Strona:J. B. Dziekoński - Sędziwój.djvu/244

Z Wikiźródeł, wolnej biblioteki
Ta strona została uwierzytelniona.

Właśnie od śmierci Arminii upłynęło lat piętnaście; rocznicę tę smutną dobrze pamiętał Jan i cichą łzą ją uświęcił, strzegł się jednak bardzo, aby panu swemu nie dać jej przypomnieć; nie wiedział biedny, że Sędziwój całą noc bezsenną przepędził, głęboką boleścią uświęcając tak dotkliwy cios dla niego.

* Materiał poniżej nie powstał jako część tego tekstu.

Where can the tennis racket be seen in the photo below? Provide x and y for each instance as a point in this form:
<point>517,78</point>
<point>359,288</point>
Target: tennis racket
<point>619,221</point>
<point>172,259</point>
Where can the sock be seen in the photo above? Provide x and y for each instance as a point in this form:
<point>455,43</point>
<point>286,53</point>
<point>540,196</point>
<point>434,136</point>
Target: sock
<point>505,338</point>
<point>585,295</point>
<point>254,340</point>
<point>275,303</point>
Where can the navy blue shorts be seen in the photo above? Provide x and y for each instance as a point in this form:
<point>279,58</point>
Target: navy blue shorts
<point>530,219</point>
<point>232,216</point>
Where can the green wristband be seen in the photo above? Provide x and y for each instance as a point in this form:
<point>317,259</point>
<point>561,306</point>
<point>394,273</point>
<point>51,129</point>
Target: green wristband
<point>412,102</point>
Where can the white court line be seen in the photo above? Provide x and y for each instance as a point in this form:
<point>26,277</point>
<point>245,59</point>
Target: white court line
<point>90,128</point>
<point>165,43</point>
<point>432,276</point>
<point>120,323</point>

Cały dzień był niepogodny, przed zachodem słońca gęsta mgła opadła z gór w doliny i uprzedziła zmrok. Za nadejściem nocy wicher porwał się i, wyjąc przeraźliwie wśród skał, przodkował burzy w szalonym tańcu. Zdawało się, że posady skał drgają od wstrząśnienia powietrza.
Północ była blizka, i burza dochodziła szczytu swej gwałtowności. W zawartej pracowni alchemicznej płomień lampy migotał, a dęcia miecha na węgle przed szumem burzy nie było słychać.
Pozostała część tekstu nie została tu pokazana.